Shouldn't the redirect happen first, and then the protocol change to HTTPS? Or are the browsers checking for SSL first, and when IIS says it is enabled, doing the protocol change on the client?

1
Your certificate must work with both domains or you have two SNI bindings for each of them. In short, https must work for both sites, before you create the rewrite rule.Lex Li
@LexLi thank you but I solved the problem without altering the SSL certificate (see answer below).CB_Ron

1 Answers

0
votes

I solved my problem. It was the match url= regex that was the problem. Perhaps some IIS URL Rewrite guru can tell us why, because I still don't understand it. I used Failed Request Tracing to discover that it was not matching. This method is invaluable for troubleshooting URL Rewrite problems! I changed it to match url=".*" and moved the original regex to a condition.

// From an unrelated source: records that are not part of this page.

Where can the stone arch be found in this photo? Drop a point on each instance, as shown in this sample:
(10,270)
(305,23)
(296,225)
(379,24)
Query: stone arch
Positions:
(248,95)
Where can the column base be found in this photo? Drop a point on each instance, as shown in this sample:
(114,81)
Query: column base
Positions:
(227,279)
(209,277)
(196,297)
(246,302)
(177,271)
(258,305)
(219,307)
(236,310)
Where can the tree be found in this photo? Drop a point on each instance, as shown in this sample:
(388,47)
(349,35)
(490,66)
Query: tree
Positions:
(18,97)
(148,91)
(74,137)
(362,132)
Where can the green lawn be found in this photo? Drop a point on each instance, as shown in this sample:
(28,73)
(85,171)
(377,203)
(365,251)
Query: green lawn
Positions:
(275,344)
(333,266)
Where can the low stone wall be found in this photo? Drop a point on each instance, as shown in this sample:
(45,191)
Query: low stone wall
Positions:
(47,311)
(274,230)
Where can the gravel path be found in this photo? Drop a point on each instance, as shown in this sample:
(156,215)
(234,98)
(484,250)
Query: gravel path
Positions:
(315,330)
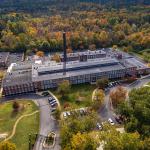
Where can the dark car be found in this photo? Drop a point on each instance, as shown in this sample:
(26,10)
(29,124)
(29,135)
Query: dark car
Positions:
(54,101)
(45,94)
(50,99)
(53,110)
(118,119)
(54,104)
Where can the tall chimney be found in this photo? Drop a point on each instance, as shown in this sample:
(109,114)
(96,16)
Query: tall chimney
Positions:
(65,52)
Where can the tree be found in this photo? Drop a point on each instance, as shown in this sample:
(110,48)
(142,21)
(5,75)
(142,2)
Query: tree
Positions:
(137,111)
(113,139)
(118,95)
(56,57)
(92,47)
(64,88)
(102,83)
(57,114)
(114,47)
(98,99)
(7,146)
(40,53)
(15,106)
(69,50)
(84,141)
(74,124)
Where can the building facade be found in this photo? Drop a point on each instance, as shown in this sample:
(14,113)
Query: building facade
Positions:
(41,75)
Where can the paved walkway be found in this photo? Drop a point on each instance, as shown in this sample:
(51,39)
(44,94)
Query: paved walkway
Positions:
(16,123)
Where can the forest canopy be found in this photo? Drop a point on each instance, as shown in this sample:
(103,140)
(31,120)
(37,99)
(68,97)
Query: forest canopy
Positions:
(87,25)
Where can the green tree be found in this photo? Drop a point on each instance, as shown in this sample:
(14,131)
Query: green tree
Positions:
(64,88)
(7,146)
(102,83)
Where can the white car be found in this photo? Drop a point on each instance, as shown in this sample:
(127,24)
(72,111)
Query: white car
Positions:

Here is the working code.

<rule name="Txt QS Redirect" stopProcessing="true">
  <match url=".*"/>
  <conditions logicalGrouping="MatchAll" trackAllCaptures="false">
    <add input="{HTTP_HOST}" pattern="^(www\.)?mytxt\.net"/>
    <add input="{QUERY_STRING}" pattern="^MyQS"/>
  </conditions>
  <action type="Redirect" url="https://www.myfullsite.net/respond.aspx" appendQueryString="true" redirectType="Temporary"/>
</rule>
<rule name="Txt No QS Redirect" stopProcessing="true">
  <match url=".*"/>
  <conditions logicalGrouping="MatchAll" trackAllCaptures="false">
    <add input="{HTTP_HOST}" pattern="^(www\.)?mytxt\.net"/>
    <add input="{QUERY_STRING}" pattern="^MyQS" negate="true"/>
  </conditions>
  <action type="Redirect" url="https://www.myfullsite.net/" redirectType="Permanent"/>
</rule>

URLs, with or without www., that start with the proper query string get redirected to the page that handles those requests; without the proper query string they are redirected to the site's home page.